Jungmann tem a seu favor a confiança de Temer, boas relações com as Forças Armadas e trânsito junto aos governadores aos quais socorreu nas crises de violência mais problemáticas
Raul Jungmann assumiu o Ministério da Segurança Pública e logo demitiu o diretor da Polícia Federal, Fernando Segóvia. Foi uma demonstração de força, antes que se organizassem resistências às mudanças decorrentes da criação da pasta. Segóvia já estava no pelourinho, por sua atuação desastrada, mas ninguém esperava uma medida tão imediata e de tamanho impacto na estrutura que pretende comandar como ministro extraordinário. O demitido despachava diretamente com o presidente Michel Temer e tem amplo relacionamento político, principalmente junto à cúpula do Senado.
Vários problemas foram resolvidos com a canetada: primeiro, Jungmann assegurou o monopólio da interlocução com Temer; segundo, apaziguou a relação da PF com o ministro Luís Barroso, do Supremo Tribunal Federal, relator de inquérito que investiga o presidente da República; terceiro, limpou a área com a procuradora-geral da República, Raquel Dodge, que andava indignada com o diretor da PF por causa das tentativas de monitorar as investigações da Operação Lava-Jato; quarto, aproximou a nova pasta do ministro da Justiça, Torquato Jardim, ao nomear para o lugar de Segóvia o delegado Rogério Garollo, que o assessorava como secretário de Justiça; finalmente, acenou para os delegados da PF que a autonomia na condução das investigações não sofrerá interferência.
Segóvia era um fio desencapado, em quatro meses no cargo abriu várias frentes de conflito. Por ser relacionado com a cúpula do MDB, se movimentou com açodamento na política, o que foi seu maior erro. Sua intenção era mostrar serviço para o Palácio do Planalto, mas acabou virando uma presença incômoda na equipe do governo, como é comum acontecer quando o sujeito começa a ser chamado de macaco em casa de louças. Quando Jungmann tomou posse, a demissão já havia sido decidida. Temer estava sendo responsabilizado pelas ações de Segóvia.

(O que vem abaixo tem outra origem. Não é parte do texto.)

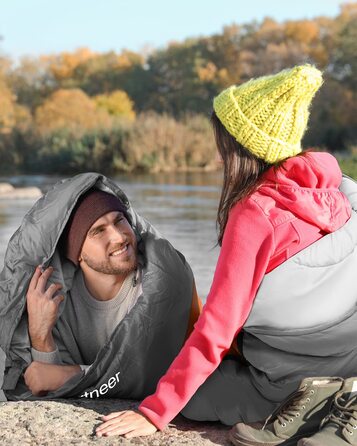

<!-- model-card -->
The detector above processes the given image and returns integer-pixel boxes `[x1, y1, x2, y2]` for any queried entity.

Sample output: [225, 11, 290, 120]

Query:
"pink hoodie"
[139, 153, 351, 429]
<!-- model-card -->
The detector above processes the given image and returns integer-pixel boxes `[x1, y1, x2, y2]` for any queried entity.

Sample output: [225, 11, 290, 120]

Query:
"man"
[0, 174, 200, 399]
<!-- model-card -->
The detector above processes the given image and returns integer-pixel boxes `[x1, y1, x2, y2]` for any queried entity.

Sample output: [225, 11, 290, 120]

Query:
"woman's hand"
[26, 267, 64, 351]
[96, 410, 157, 438]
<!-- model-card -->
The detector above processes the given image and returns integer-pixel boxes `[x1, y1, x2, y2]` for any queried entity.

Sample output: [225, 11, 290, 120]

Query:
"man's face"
[79, 211, 137, 276]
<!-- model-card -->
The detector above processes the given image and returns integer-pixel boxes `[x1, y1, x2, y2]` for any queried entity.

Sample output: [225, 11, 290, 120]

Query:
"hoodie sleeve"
[139, 199, 274, 429]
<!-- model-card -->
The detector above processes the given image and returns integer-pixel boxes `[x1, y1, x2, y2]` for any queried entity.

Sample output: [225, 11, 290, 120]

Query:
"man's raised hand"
[26, 266, 64, 351]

Garollo era o candidato do ex-diretor-geral da Polícia Federal Leandro Daiello à sua própria sucessão. Apesar do apoio do ministro Torquato Jardim, teve a nomeação barrada pela cúpula do MDB, que via em Segóvia um delegado amigo e capaz de dar um freio de arrumação na Operação Lava-Jato. Garollo atuou no Comitê Executivo da Interpol, foi adido em Washington, diretor-executivo, diretor de Administração e Logística, superintendente em Goiás, além de chefe-adjunto em Pernambuco e da Divisão de Passaportes. Também chefiou o grupo de inteligência policial e fiscalização de drogas do estado de São Paulo, o que está em sintonia com a nova prioridade do governo.
A missão
A canetada de Jungmann pode ser comparada a uma tacada de golfe: olhar a trajetória da bola não vai modificar o seu curso. A direção do vento, os acidentes do terreno, a distância a percorrer, o ângulo de sua trajetória inicial, a velocidade, tudo isso tem de ser levado em conta antes da batida do taco na bola. A troca de comando na Polícia Federal determinará o sucesso de sua gestão à frente da nova pasta. Se escolheu a pessoa errada, não terá a menor chance de sucesso, porque o tempo é muito curto e uma nova mudança seria a confissão de fracasso.

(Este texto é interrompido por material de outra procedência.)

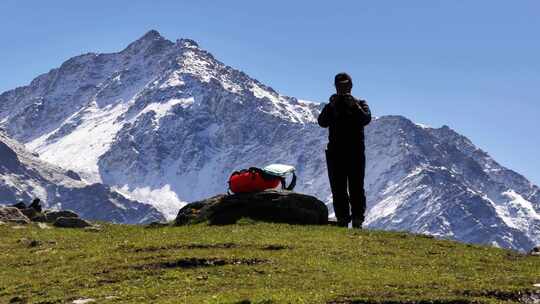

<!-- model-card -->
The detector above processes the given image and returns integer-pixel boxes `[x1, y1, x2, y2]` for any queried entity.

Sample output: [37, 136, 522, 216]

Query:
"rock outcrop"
[0, 207, 30, 224]
[174, 190, 328, 225]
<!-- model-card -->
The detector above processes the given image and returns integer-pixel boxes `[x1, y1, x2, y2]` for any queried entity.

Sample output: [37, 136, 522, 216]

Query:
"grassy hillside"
[0, 221, 540, 303]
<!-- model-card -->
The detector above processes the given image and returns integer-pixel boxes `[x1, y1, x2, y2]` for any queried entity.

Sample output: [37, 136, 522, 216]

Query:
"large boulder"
[175, 190, 328, 225]
[32, 210, 79, 224]
[0, 207, 30, 224]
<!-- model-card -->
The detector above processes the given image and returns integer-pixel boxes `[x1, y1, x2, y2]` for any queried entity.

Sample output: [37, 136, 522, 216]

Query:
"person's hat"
[334, 73, 352, 86]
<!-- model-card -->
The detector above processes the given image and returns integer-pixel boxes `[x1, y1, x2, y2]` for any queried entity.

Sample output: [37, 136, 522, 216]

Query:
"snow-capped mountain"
[0, 31, 540, 249]
[0, 131, 163, 224]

Jungmann tem a seu favor a confiança de Temer, boas relações com as Forças Armadas e trânsito junto aos governadores aos quais socorreu nas crises de violência mais problemáticas. Transita bem no Congresso, o que facilitará a aprovação da medida provisória que criou o ministério. Mas não terá vida fácil, seja por causa da complexidade do problema, que exige um ataque eficaz às suas causas, seja devido à oposição, que assumiu a bandeira dos direitos humanos e acusa o governo de golpista e autoritário.
Ontem, seu discurso de posse incendiou os debates nas redes sociais, com esta afirmação polêmica: “Pela frouxidão dos costumes, pela ausência de valores, pela ausência de capacidade de entender o que é lícito e ilícito, passam a consumir drogas. Impressiona-me no Rio de Janeiro, onde vejo as pessoas durante o dia clamarem pela segurança contra o crime. E estão corretas. E, à noite, financiarem esse crime pelo consumo de drogas. Não é possível! São pontas que muitas vezes se ligam e precisam de estratégias diversas para serem devidamente combatidas”.

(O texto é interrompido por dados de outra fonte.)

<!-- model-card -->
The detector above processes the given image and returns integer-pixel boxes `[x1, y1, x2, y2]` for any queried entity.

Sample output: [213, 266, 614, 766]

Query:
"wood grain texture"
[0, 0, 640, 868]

Dois debates vão esquentar na esteira das ações federais. Um deles é a legalização da produção, comercialização e consumo de maconha, como já acontece em outros países; outro, a legalização do aborto, que tem impacto direto e comprovado nos indicadores de violência e criminalidade, como ocorreu em Nova York. Os políticos, porém, se recusam a enfrentar as duas questões, que são muito polêmicas.